Create a service configuration file named service.json in the directory in which the client is located. The following sample code provides an example of the content of the file:

{
    "metadata": {
        "name": "test",
        "instance": 1,
        "enable_webservice": true
    },
    "cloud": {
        "computing": {
            "instance_type": "ml.gu7i.c16m60.1-gu30"
        }
    },
    "containers": [
        {
            "image":"registry-vpc.cn-shanghai.aliyuncs.com/xxx/yyy:zzz",
            "env":[
                {
                    "name":"VAR_NAME",
                    "value":"var_value"
                }
            ],
            "liveness_check":{
                "http_get":{
                    "path":"/",
                    "port":8000
                },
                "initial_delay_seconds":3,
                "period_seconds":3,
                "timeout_seconds":1,
                "success_threshold":2,
                "failure_threshold":4
            },
            "command":"/data/eas/ENV/bin/python /data/eas/app1.py",
            "port":8000
        }
    ]
}

The following table describes the key parameters. For information about other parameters, see All Parameters of model services.

Parameter		Description
image		The address of the custom image used to deploy a model service. EAS does not support Internet access. You need to access the image by using the virtual private cloud (VPC) endpoint of the image repository to which the image is uploaded.
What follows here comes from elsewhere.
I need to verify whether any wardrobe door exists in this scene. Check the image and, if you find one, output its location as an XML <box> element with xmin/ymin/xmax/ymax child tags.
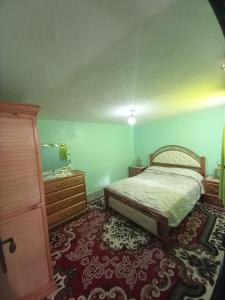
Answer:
<box><xmin>0</xmin><ymin>116</ymin><xmax>40</xmax><ymax>220</ymax></box>
<box><xmin>0</xmin><ymin>208</ymin><xmax>50</xmax><ymax>299</ymax></box>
Example: `registry-vpc.cn-shanghai.aliyuncs.com/xxx/yyy:zzz`.
env	name	The name of the environment variable that is used to launch a container based on the image.
env	value	The value of the environment variable that is used to launch a container based on the image.
command		The entry command of the image. You can enter only a single command. Complex scripts, such as `/data/eas/ENV/bin/python /data/eas/app.py`, are not supported.
port		The network port on which the process in the image listens. Example: 8000. Important The port number must be consistent with the port number configured in the xxx.py file specified in the command.
liveness_check Note liveness_check indicates that a liveness probe is used in the health check. You can also specify readiness_check (readiness probe) or startup_check (startup probe).	http_get	The HTTP GET check method that is used to send requests over port 8000. Take note of the following parameters: http_get.path: the endpoint of the HTTP server on which you perform the health check. The prefix of the endpoint is `http://localhost`. You must specify a custom suffix for the endpoint. The default suffix is`/`. http_get.port: the port on which you perform the health check on the HTTP Server. You can also use the following health check methods: tcp_socket: Perform a TCP check by using the IP address and port number of a container. If a TCP connection is established, the container is healthy. Configuration method: `"tcp_socket":{ "port":8000 }` exec: Run a specific command in the container. If the exit code is 0 after the execution is successful, the health check is successful. Configuration method: `"exec":{ "command":[ "your_script", "with_args" ] }`
	initial_delay_seconds	The time required to initiate the first health check after the container is launched. Default value: 0. Unit: seconds.
	period_seconds	The frequency of the health check. Default value: 10. Unit: seconds. A high frequency generates additional overheads for pods. A low frequency may lead to ignorance of container errors.
	timeout_seconds	The timeout period of the health check. Default value: 1. Unit: seconds. If a health check times out, the health check is considered failed.
	success_threshold	The minimum number of consecutive failed health checks after a successful health check before the service is considered unhealthy. Default value for the readiness probe: 3. Default value for the liveness and startup probes: 1.
	failure_threshold	The minimum number of consecutive successful health checks after a health check fails before the service is considered healthy. Default value: 1.

Run the following command in the directory in which the JSON file is located to create the service: For more information, see Run commands to use the EASCMD client.
```
eascmdwin64.exe create <service.json>
```
Replace <service.json> with the name of the JSON file that you created.